Maybe, but I have reason to think that's overly simplistic and importing problems/objections that aren't there organically. I also worshiped with, in addition to Egyptians (obviously), Iraqis, Sudanese, Ethiopians, Eritreans, Mexicans, Jews (one of the local Copts had married a Jewish woman, but still came to liturgy when HG Bishop Youssef was celebrating it), etc., and none of them but the Mexican ever said that the RCC factored into anything they do, or was anything that they even thought about. In fact, if anything, according to my Ethiopian friend Helen, it was a
good thing to have been formerly Catholic before converting to Orthodoxy, because you likely wouldn't have the problems with intercessory prayer, venerating the Theotokos, etc. that Protestants often have (not all of them, of course, but many).

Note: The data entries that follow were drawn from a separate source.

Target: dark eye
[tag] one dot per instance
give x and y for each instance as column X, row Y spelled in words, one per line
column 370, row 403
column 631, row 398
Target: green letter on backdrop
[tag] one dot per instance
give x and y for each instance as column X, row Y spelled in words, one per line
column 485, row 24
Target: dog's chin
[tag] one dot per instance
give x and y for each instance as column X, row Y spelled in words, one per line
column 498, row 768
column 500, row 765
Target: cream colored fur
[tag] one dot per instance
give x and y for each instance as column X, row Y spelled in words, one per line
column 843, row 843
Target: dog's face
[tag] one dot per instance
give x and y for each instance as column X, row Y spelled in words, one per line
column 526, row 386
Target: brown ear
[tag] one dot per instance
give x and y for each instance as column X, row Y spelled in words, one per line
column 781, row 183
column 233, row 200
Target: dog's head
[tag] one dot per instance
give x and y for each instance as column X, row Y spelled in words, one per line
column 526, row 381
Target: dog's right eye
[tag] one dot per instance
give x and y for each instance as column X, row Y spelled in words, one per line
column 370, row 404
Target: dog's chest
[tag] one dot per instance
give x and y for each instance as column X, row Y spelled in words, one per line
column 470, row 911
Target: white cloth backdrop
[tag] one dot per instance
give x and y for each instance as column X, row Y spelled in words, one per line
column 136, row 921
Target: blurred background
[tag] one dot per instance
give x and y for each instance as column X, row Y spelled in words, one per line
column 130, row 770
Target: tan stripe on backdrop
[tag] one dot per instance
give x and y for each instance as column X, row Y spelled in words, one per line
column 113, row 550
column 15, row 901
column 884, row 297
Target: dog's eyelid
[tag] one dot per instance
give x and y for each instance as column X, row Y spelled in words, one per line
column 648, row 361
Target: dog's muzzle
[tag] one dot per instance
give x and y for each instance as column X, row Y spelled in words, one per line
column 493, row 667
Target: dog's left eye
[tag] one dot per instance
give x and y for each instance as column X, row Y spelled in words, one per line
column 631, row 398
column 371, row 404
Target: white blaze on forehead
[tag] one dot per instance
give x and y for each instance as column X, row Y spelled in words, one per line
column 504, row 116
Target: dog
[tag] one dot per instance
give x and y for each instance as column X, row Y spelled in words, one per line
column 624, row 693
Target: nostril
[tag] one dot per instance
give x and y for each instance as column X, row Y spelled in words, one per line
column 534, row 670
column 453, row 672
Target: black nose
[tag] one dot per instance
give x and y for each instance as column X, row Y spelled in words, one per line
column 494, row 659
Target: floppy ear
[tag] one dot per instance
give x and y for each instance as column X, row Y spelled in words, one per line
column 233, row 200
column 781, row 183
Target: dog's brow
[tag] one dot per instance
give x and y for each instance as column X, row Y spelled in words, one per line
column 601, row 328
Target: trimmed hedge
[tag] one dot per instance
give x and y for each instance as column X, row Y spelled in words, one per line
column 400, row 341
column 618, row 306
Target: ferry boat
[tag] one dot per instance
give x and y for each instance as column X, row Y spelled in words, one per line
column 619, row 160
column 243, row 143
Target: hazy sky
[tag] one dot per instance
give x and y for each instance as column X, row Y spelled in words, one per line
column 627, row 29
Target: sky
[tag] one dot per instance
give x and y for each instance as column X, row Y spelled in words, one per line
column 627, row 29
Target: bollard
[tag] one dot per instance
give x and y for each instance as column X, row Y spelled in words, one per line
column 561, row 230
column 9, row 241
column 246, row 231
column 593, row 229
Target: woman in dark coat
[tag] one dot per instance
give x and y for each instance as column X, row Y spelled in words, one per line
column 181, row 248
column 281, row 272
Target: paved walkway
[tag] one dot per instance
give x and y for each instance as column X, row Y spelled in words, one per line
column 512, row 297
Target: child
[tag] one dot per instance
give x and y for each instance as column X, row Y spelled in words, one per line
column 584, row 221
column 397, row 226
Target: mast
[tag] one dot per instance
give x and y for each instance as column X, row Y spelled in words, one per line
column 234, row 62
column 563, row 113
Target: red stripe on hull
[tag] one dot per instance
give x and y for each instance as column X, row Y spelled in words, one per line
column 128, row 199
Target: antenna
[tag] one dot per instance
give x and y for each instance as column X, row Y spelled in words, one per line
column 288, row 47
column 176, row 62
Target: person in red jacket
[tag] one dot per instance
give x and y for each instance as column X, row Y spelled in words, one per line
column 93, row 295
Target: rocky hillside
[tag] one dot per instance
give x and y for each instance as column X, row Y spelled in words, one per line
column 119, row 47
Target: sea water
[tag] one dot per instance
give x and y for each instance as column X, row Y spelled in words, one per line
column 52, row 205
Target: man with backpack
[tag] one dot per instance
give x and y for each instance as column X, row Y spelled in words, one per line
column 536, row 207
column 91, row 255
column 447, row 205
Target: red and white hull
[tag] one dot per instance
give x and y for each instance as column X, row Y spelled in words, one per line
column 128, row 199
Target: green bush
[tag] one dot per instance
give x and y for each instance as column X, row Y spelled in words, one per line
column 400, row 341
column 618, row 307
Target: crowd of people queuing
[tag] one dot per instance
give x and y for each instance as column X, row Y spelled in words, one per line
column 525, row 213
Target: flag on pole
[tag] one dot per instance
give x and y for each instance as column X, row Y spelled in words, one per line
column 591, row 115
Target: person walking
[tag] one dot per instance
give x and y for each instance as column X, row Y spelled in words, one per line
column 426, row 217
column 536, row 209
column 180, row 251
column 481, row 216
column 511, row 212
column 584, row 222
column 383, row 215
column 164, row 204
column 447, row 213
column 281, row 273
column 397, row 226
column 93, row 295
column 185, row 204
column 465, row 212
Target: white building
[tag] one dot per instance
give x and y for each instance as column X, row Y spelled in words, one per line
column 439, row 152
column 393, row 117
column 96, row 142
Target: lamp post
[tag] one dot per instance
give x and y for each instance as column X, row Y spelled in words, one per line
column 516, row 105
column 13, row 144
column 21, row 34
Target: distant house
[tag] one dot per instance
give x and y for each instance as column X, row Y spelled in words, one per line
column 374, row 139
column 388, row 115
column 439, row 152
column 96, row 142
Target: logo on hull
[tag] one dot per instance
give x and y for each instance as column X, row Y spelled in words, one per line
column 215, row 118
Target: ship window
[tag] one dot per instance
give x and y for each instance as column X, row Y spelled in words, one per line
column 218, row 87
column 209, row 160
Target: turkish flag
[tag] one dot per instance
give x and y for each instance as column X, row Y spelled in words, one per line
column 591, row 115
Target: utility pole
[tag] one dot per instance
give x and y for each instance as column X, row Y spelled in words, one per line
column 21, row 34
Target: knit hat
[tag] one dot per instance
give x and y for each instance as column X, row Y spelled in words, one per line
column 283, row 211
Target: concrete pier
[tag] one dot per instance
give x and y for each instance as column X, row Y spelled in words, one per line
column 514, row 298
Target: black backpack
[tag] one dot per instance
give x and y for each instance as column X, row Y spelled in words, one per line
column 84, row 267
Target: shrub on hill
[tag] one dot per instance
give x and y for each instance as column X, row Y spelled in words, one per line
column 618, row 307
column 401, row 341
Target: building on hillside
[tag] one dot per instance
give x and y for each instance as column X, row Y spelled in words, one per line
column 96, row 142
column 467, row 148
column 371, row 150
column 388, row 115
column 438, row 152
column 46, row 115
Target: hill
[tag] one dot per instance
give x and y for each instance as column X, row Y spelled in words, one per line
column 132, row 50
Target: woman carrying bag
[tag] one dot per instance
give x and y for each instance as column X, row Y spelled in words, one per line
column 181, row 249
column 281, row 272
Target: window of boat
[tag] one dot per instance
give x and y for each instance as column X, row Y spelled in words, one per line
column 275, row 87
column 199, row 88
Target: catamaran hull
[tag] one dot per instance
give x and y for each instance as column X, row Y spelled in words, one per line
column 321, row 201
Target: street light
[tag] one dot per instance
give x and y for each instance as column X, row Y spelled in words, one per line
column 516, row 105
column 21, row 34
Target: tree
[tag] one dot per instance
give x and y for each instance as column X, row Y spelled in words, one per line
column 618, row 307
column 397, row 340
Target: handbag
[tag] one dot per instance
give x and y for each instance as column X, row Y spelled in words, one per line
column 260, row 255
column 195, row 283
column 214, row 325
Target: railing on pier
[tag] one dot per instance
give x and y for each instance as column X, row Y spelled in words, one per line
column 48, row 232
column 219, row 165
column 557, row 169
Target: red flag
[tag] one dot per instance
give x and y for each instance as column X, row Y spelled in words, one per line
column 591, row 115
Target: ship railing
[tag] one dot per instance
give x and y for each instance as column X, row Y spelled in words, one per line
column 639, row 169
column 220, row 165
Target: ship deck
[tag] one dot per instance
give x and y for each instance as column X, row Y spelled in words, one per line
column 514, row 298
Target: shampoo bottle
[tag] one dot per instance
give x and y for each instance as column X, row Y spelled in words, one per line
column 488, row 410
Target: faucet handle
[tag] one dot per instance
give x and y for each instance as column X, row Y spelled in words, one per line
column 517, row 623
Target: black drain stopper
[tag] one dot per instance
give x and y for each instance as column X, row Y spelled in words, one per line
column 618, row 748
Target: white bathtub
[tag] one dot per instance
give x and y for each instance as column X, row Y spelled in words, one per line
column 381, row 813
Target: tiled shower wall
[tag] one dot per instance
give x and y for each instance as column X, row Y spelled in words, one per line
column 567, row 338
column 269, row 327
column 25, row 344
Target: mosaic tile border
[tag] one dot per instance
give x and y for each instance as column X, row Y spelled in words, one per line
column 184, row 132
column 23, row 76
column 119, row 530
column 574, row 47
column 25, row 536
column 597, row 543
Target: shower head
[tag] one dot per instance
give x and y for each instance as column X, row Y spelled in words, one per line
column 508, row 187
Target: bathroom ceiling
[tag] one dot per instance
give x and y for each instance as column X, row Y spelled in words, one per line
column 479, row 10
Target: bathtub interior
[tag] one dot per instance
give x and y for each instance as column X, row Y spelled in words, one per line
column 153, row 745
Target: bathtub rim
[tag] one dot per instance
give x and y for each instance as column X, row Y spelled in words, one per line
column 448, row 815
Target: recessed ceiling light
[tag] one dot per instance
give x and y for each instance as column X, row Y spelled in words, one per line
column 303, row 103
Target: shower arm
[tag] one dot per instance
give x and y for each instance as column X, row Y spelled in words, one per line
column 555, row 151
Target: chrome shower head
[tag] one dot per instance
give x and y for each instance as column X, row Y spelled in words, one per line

My memory is a bit fuzzy by now but I believe her words (after finding out that I was Roman Catholic, as I still technically was at the time) were something like "I thought you were Orthodox already, because you did everything just as we do it, and you didn't hesitate to kiss the priest's cross and the icons." (And there is reason for this that is unrelated to the RCC or its practices: the RC way of making the sign of the cross, for example -- while it is a evolution away from how they used to do it according to some of their own sources -- has for several centuries now matched the way the OO have
always done it: left-to-right, not right-to-left as the other Chalcedonians still do it, though the explanation as to why it is done that way is different in the OO case than in the case of the modern RCC.)
So I don't know that the average Middle Eastern person, simply looking to join
Christianity out of their love for Jesus Christ and desire to follow Him as the Word of God, the Only-Begotten Son of the Father, necessarily pays all that much attention to the kinds of issues you have raised. I don't know a 'nice' way to say this, but I think that the level theological education concerning Christianity among many converts matches better with the level of theological education of the Protestant missionaries than it does with the indigenous Christians who have 2,000 years of Christian history to impart to any who come seriously wishing to join the Church. After my first liturgy, Abouna Marcos sat me down and gave me a quick lesson covering about 2,000 years of Coptic history in about a half an hour. I could see that being very intimidating and off-putting to some people, and it could very easily prove too big a stumbling block if you'd first been exposed to Protestantism, which doesn't have 2,000 years of
anything, doesn't have this, doesn't have that, etc. I know which one I would choose, if I were in such a situation. It is very easy to tell someone "Here's a Bible; read it; everything is in there", assuming they can read and want to read it. It is much more difficult to say "Yes, read the Bible, and
also read the Agpeya, the Synaxarium, the Desert Fathers, the Acts of the Three (or Seven, or whatever) Ecumenical Councils, the works of St. Athanasius the Apostolic, St. Cyril the Pillar of Faith, etc."
The Muslims are used to one book having the answer to absolutely everything (even if they they can't actually understand it and must rely on interpretations given to them in their particular Islamic tradition), and no central theological authority, and many other things that are in concert with
certain forms of Protestantism. It seems much more likely that they latch on to these similarities rather than explicitly rejecting other churches which we have no reason to think they ever had the chance to seriously consider, due to a lack of exposure to them.